The constitutional achievement of 1814 sets the precedent for everything that follows in Norwegian political life. The 1884 establishment of parliamentary government, in which the king’s ministers became accountable to the Storting rather than to the king, was a working-out of the constitutional principles the Eidsvoll assembly had written. The 1898 introduction of universal manhood suffrage was an extension of the 1814 voting principles. The 1913 introduction of universal women’s suffrage, making Norway the second country in Europe after Finland in 1906 to grant women the parliamentary vote, was a further extension of the same principles.

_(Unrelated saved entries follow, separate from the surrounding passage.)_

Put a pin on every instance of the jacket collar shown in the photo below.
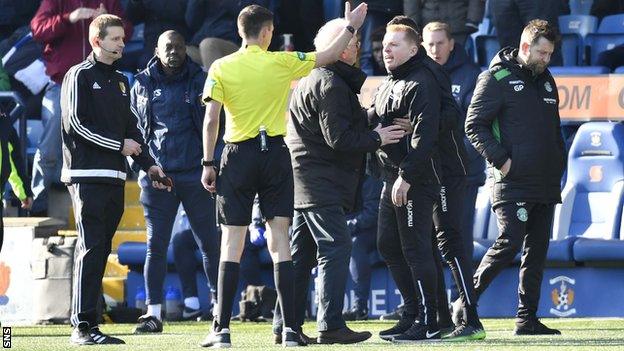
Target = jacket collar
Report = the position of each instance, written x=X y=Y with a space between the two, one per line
x=353 y=76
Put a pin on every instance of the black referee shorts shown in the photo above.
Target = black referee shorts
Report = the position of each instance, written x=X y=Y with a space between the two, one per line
x=245 y=171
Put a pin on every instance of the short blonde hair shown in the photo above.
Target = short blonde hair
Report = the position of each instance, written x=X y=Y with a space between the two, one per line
x=99 y=26
x=410 y=33
x=438 y=27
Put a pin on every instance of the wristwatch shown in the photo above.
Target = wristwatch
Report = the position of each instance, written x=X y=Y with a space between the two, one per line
x=208 y=163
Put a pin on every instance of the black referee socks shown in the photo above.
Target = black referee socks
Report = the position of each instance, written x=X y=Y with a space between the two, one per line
x=284 y=277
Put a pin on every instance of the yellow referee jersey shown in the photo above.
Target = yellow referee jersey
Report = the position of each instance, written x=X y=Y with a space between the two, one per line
x=253 y=85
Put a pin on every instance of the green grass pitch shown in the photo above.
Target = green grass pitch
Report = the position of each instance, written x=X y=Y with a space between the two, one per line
x=578 y=334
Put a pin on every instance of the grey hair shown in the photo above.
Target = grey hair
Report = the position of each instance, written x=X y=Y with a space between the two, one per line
x=328 y=32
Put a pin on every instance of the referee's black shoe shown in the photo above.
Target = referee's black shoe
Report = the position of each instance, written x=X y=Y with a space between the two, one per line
x=399 y=328
x=103 y=339
x=533 y=327
x=80 y=335
x=148 y=324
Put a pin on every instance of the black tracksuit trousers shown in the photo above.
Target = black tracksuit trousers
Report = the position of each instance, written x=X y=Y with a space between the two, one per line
x=97 y=209
x=404 y=242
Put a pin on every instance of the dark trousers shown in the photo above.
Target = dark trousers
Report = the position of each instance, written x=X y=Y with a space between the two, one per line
x=360 y=267
x=161 y=207
x=320 y=236
x=97 y=209
x=526 y=226
x=404 y=242
x=447 y=216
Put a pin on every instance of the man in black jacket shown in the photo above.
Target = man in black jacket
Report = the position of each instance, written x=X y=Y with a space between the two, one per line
x=513 y=121
x=328 y=137
x=412 y=177
x=98 y=131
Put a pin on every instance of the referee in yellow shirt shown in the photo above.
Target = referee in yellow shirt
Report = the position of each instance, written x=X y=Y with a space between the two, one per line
x=253 y=84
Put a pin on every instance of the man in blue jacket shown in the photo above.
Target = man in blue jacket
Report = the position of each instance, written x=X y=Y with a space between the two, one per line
x=166 y=99
x=441 y=47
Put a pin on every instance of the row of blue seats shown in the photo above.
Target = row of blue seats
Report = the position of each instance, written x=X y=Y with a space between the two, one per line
x=588 y=226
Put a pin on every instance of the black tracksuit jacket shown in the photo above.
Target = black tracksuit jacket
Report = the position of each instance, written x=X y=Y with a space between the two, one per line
x=95 y=106
x=514 y=114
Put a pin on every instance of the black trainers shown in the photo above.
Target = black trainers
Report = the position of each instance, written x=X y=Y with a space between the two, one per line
x=218 y=338
x=534 y=327
x=80 y=335
x=103 y=339
x=466 y=332
x=291 y=338
x=394 y=315
x=191 y=314
x=399 y=328
x=306 y=339
x=457 y=314
x=342 y=336
x=418 y=332
x=148 y=324
x=356 y=314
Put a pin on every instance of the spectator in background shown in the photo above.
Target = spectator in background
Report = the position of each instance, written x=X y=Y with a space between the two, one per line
x=14 y=14
x=602 y=8
x=302 y=18
x=379 y=13
x=462 y=16
x=166 y=101
x=158 y=16
x=61 y=27
x=443 y=49
x=510 y=17
x=362 y=224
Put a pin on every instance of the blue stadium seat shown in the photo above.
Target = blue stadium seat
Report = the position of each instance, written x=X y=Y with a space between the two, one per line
x=612 y=24
x=578 y=70
x=130 y=77
x=332 y=9
x=599 y=42
x=487 y=47
x=590 y=214
x=580 y=7
x=571 y=49
x=34 y=129
x=578 y=24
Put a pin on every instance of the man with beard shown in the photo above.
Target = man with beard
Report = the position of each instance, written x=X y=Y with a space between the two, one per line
x=166 y=99
x=328 y=138
x=513 y=121
x=411 y=171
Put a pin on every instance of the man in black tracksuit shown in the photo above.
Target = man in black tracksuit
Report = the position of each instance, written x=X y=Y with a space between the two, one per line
x=98 y=131
x=412 y=177
x=513 y=121
x=448 y=209
x=328 y=138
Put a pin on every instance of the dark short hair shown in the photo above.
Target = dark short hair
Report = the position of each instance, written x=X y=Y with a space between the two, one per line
x=99 y=26
x=410 y=33
x=406 y=21
x=537 y=29
x=252 y=18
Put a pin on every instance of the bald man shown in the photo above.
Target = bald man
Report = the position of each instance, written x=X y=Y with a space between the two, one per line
x=166 y=100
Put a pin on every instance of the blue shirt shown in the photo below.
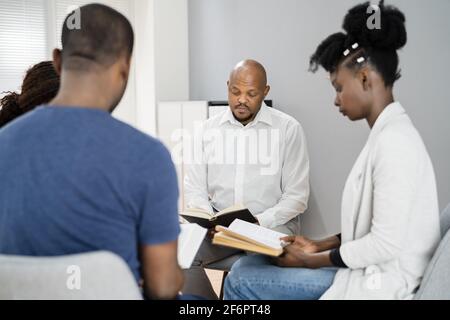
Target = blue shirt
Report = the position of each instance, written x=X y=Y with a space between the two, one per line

The 1905 dissolution of the union with Sweden was conducted, on the Norwegian side, entirely under the 1814 Constitution and was framed there as a question of how the Constitution should be properly interpreted rather than as a revolution against it.

In 2026

The seventeenth of May 2026 will be the two-hundred-and-twelfth anniversary of the Eidsvoll signing. The schools will be closed. The children’s parades will run through every Norwegian town. The bunad dresses will come out of the closets. The speeches will be read from the same Constitution, in only marginally amended form. The country that the Eidsvoll men founded by reading Enlightenment political theory in a country house north of Christiania in the spring of 1814 has not stopped, in any year since, celebrating the day they signed it.